El asunto no requiere de alta teología para entenderlo. Lo explica el mismo catecismo infantil: la santidad consiste en llegar al cielo. Si preguntamos a los cristianos si quieren llegar a él, la respuesta unánime es que sí. ¿Entonces? ¿Qué que hay que hacer? El Evangelio nos responde: amar a Dios y al prójimo, cumplir los mandamientos, hacer buenas obras, confiar en Dios y platicar con Él mucho, es decir, hacer oración. ¿Le parece complicado? La verdad es que no, podría decirse que es sencillo de entender y hasta cierto punto de hacer. Lo difícil es perseverar en ello.

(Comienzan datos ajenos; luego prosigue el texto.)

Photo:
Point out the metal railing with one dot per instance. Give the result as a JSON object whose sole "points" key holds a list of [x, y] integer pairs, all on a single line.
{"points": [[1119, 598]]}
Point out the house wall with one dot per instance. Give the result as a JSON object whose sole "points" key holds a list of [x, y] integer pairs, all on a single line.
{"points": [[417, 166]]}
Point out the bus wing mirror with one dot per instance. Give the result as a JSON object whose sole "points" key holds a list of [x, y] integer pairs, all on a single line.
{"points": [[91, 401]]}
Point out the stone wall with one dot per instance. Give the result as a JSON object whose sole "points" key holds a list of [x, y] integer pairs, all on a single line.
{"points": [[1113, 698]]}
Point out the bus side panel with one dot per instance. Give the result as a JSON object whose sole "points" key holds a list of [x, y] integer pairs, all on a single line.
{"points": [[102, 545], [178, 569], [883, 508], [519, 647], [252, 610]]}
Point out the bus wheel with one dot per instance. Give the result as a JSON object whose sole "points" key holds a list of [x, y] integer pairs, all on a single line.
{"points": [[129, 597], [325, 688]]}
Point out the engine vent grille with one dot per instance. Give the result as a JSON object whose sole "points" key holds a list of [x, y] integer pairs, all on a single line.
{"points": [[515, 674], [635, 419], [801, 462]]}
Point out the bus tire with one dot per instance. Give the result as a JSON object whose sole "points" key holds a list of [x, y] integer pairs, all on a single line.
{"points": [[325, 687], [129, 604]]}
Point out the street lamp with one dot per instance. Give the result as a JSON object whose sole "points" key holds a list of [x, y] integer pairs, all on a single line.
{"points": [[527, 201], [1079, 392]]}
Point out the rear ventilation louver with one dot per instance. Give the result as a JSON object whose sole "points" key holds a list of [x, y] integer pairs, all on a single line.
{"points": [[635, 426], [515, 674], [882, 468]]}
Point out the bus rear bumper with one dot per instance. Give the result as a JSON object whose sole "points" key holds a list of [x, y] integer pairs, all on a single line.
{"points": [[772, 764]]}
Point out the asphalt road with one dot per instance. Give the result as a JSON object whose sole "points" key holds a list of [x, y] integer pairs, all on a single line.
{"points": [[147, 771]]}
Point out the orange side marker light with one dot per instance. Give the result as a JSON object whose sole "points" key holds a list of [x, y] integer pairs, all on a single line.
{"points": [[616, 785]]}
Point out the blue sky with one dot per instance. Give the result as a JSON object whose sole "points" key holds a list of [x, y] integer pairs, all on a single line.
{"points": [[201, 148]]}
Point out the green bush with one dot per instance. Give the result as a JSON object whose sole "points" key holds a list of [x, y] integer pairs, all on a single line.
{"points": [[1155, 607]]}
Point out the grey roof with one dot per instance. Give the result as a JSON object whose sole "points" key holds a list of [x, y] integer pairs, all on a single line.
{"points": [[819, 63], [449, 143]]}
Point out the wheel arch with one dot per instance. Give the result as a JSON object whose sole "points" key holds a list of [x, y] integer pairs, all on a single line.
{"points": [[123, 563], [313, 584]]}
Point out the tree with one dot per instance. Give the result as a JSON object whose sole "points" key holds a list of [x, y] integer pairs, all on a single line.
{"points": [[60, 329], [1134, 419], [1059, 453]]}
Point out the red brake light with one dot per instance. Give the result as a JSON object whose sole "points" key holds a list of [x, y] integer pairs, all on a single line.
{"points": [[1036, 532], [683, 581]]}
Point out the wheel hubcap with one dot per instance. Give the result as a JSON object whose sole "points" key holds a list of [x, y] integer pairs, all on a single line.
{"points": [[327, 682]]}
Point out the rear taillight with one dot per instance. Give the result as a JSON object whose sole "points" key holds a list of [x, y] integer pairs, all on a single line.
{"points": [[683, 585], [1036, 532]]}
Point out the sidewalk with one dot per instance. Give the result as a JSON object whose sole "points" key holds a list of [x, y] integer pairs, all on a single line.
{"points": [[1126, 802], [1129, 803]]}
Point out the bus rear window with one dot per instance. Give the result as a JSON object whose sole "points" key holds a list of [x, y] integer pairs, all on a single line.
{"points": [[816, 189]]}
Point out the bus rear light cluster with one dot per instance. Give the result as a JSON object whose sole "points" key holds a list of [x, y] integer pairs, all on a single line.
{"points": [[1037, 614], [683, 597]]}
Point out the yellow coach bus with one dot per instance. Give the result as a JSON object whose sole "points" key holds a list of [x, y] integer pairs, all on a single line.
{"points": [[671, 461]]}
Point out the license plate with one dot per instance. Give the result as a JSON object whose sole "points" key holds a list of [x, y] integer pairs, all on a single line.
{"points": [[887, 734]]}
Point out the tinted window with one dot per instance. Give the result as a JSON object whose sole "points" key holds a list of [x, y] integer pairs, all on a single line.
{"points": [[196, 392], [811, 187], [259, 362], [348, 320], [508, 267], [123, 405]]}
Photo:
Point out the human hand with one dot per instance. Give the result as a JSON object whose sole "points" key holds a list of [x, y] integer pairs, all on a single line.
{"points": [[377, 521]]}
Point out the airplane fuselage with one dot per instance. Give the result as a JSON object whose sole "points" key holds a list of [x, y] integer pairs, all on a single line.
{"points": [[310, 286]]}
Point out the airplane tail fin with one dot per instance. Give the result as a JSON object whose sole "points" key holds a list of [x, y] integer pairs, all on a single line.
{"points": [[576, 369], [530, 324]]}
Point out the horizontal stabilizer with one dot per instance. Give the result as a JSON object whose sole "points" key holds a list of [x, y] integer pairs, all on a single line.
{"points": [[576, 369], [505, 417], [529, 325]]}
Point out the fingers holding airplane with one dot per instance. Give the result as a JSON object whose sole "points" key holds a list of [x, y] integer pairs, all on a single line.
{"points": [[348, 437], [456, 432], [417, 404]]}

Todos los cristianos creemos que lo que nos da la salvación es el sacrificio redentor de Cristo. Pero los católicos creemos, además, que esta salvación hay que aceptarla y vivir conforme a lo que nos es mandado en el Evangelio. En otras palabras, que nuestras acciones sí serán tomadas en cuenta. Si analizamos el sermón de la montaña, descubriremos en las bienaventuranzas todo un programa de acción (Mt 5, 3-11).  Se nos pide acción, no sólo confesar nuestra fe. “No todo el que dice ¡Señor! ¡Señor! entrará en el reino de los cielos, sino el que hace la voluntad de mi Padre que está en los cielos” (Mt 7, 21-23). La Escritura nos dice claramente que seremos juzgados por nuestras obras, especialmente las relacionadas con el prójimo “Venid benditos de mi Padre, heredad el reino preparado para vosotros desde el origen del mundo, porque tuve hambre y me disteis de comer…etc.” (Mt 25, 34 y ss). El P. A. Riveiro, profesor de Teología Espiritual, propone varios medios para conseguir la santidad,: 1) la oración (que puede ser mental o meditación, o bien vocal;  personal o comunitaria; estructurada oficialmente o improvisada; oficial –como la Santa Misa o la Lectio Divina- o bien fruto de la piedad popular); 2) los sacramentos (que son instrumentos de santificación –en especial la reconciliación y la Eucaristía); 3) el sacrificio (que no hay que entenderlo necesariamente como sufrimiento físico auto-provocado, sino como aceptación serena de enfermedades, vejaciones, marginamientos, sin excluir algunas privaciones de lo que más nos atrae o nos domina); 4) el apostolado (pues el que gana almas para Cristo no podría estar alejado del Señor); 5) la dirección espiritual (por lo que invitamos a los que no saben qué es o cómo se desarrolla, a que pregunten a un sacerdote de su confianza) y 6) la participación en una comunidad o movimiento eclesial ( tales como renovación carismática, cursillos de cristiandad, pastoral familiar, neo-catecumenado, etc.).
La pregunta importante es: ¿cuál es mi plan de vida espiritual? ¿quiero en serio -pese a mis defectos y pecados-  llegar al cielo?  Pues tú y yo ya lo sabemos: “A Dios rogando y con el mazo dando”.